I already know that eventually I will develop all my own B&W.  It seems to be the cheapest way to go.

My question is what is the most cost effective (while maintaining as much quality as is reasonable) to scan and print the negatives.

I also will probably shoot slide film for color...not sure if I'll develop that or not...it seems somewhat daunting.

I was looking at the Epson V500 flat-bed scanner.  Will this maintain the quality of my 35mm negatives?

I guess for any large prints you could send the negative to be scanned and printed professionally?

Thanks guys,

Joe


----------



## Derrel (Oct 18, 2011)

Slide film development is inexpensive!!! Have slides developed and mounted professionally!!!M

My impression is that a dedicated 35mm film scanner will out-scan a flatbed like the V500 on 35mm negs or slides.
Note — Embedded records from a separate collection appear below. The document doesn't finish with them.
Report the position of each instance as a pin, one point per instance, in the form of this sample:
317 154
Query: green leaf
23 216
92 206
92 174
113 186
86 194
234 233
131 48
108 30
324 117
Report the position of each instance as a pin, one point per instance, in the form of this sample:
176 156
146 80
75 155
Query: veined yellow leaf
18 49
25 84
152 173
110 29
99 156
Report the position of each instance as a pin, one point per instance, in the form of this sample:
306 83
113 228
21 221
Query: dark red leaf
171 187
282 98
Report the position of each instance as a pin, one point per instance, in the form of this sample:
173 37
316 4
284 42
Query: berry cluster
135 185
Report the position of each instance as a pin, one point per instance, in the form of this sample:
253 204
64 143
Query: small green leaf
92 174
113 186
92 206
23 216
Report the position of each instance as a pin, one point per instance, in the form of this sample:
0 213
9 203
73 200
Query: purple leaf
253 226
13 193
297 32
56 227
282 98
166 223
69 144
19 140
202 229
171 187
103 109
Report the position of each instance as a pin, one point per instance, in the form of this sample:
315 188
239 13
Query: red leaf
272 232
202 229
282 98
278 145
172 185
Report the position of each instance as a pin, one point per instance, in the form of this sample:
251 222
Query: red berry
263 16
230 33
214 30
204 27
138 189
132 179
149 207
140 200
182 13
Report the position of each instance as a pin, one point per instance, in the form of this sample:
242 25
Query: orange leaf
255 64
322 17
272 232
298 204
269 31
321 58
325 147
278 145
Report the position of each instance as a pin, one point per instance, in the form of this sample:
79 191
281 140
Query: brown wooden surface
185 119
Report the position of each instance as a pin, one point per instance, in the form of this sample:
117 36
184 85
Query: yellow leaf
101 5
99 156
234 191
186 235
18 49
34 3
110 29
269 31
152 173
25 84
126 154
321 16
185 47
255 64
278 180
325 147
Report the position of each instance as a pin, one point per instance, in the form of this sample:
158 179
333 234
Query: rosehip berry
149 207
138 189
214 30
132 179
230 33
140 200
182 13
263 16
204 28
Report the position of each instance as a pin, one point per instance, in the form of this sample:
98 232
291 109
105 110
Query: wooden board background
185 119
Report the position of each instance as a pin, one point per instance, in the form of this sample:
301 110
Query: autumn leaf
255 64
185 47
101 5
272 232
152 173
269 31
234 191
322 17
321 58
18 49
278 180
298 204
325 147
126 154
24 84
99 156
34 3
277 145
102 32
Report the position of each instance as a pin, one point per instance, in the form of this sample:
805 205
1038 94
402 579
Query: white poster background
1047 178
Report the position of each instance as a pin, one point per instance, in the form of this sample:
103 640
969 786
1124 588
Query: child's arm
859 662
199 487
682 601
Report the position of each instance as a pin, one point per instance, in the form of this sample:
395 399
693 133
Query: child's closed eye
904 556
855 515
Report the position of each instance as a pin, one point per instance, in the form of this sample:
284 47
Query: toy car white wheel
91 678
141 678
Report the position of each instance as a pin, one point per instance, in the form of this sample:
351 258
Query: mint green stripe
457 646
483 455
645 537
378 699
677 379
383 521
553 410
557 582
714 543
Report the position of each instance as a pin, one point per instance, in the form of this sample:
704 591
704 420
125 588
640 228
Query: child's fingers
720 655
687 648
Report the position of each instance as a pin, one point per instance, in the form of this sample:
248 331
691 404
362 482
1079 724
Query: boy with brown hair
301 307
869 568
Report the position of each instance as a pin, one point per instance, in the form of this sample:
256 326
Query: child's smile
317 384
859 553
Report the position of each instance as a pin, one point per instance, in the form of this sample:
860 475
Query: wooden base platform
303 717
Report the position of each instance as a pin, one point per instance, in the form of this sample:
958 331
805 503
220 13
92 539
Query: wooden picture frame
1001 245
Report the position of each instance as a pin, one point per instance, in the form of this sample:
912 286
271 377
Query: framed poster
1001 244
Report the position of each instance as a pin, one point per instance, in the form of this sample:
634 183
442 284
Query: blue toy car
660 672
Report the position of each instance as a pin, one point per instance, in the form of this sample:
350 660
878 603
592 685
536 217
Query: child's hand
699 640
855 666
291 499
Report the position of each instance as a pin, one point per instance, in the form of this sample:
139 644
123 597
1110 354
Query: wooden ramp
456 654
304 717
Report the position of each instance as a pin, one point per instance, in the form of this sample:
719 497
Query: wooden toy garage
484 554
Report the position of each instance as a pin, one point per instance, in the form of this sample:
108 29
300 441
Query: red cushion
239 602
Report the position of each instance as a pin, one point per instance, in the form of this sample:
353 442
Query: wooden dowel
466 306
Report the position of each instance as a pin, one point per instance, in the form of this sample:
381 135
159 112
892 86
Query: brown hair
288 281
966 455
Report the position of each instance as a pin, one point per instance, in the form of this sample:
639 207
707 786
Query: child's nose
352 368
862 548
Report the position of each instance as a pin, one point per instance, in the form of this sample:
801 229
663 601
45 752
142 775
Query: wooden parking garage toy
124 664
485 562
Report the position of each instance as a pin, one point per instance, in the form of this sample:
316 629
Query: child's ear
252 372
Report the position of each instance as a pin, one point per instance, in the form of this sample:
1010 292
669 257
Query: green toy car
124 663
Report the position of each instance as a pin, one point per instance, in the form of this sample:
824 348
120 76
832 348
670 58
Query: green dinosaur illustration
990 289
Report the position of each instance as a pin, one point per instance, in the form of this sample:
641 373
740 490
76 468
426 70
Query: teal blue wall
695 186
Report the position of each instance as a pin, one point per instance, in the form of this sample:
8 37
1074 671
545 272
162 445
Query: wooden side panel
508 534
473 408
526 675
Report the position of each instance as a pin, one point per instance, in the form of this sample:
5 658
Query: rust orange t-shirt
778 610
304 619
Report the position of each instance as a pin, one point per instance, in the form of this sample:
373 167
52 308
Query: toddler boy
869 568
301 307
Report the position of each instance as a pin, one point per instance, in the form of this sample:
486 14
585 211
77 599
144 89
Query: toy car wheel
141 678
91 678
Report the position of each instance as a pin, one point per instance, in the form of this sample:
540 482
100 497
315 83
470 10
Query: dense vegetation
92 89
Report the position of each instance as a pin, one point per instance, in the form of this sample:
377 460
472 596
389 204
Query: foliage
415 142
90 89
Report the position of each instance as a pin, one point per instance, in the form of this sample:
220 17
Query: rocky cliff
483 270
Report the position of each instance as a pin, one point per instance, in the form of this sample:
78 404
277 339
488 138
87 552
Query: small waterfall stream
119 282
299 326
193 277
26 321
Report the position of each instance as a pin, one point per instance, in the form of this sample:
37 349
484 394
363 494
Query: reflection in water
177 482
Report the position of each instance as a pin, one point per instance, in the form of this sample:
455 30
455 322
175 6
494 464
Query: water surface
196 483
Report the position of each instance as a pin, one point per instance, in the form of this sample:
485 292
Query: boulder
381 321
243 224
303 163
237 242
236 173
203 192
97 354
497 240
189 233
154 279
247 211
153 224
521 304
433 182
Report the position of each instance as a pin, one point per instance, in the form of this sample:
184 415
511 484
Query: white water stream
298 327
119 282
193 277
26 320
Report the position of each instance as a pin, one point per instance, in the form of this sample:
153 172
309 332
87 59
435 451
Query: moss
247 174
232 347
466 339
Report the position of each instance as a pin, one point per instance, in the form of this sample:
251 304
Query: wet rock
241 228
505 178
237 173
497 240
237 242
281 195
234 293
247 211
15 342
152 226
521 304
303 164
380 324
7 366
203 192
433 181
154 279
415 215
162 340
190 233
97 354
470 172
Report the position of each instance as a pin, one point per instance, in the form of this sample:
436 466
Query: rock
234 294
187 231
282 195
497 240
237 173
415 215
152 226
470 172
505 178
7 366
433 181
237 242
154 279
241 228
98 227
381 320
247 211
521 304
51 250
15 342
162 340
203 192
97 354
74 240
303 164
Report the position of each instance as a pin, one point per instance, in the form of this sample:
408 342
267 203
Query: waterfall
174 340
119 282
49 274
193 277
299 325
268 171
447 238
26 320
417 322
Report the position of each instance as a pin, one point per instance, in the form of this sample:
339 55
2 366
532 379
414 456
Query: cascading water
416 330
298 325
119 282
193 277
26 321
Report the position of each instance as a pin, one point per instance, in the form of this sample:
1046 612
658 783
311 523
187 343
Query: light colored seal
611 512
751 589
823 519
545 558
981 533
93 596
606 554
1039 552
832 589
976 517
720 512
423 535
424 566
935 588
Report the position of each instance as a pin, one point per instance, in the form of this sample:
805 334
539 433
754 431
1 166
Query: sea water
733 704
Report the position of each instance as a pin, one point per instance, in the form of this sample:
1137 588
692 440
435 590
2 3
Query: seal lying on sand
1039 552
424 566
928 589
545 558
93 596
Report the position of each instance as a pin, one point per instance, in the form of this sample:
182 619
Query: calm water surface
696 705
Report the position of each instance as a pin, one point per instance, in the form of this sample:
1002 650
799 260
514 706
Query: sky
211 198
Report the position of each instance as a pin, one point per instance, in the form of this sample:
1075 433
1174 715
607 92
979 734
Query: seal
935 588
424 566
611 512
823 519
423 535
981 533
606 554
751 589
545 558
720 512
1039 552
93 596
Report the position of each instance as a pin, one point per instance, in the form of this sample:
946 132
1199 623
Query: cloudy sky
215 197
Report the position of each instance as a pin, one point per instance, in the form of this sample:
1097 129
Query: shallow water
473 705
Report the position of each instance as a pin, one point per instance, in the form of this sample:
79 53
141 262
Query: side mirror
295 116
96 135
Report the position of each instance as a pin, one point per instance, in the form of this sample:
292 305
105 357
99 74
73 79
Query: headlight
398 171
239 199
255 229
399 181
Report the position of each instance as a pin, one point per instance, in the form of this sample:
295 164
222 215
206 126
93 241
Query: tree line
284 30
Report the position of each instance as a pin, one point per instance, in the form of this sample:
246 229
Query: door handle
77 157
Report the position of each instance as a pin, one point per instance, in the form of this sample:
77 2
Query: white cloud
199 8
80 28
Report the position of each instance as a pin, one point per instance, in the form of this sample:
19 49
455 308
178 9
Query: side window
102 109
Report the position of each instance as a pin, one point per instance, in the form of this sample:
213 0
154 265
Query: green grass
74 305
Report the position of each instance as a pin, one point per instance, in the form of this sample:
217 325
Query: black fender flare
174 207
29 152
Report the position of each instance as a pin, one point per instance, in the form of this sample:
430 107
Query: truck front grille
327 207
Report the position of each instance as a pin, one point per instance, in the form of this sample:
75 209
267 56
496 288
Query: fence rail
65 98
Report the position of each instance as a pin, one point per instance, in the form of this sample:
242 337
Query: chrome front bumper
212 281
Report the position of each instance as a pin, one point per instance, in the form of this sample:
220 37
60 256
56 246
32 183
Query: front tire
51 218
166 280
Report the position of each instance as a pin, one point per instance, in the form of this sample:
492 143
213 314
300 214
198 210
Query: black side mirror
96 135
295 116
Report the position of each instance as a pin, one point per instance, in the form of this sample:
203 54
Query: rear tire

Once you move up to a bigger negative, the flatbed scanners do a pretty good job these days.


----------



## JAC526 (Oct 18, 2011)

Thanks for the input....Slide film will probably be professionally mounted and developed.

The dedicated 35mm scanners are just freakin expensive.  That's my only hurdle.


----------



## djacobox372 (Oct 18, 2011)

Black and white film developed cost only around 50cents a roll in recurring chemical cost--less if you are using more diluted developer.  E6 development cost is around $1.50 to $2 a roll, which is still less then half the cost of having it done professionally.  

If you're going to be shooting a lot of film, then you might want to consider a flatbed, as it will allow you to scan many shots at once.  Feeding film in one by one into a dedicated film scanner is tiresome.

A decent flatbed (like an epson), will scan at the same high quality as an inexpensive dedicated film scanner, the only issue is keeping it clean and ensuring you are scanning at the optimal carrier height.


----------



## orlovphoto (Nov 15, 2011)

since when did processing and developing became two different things?


----------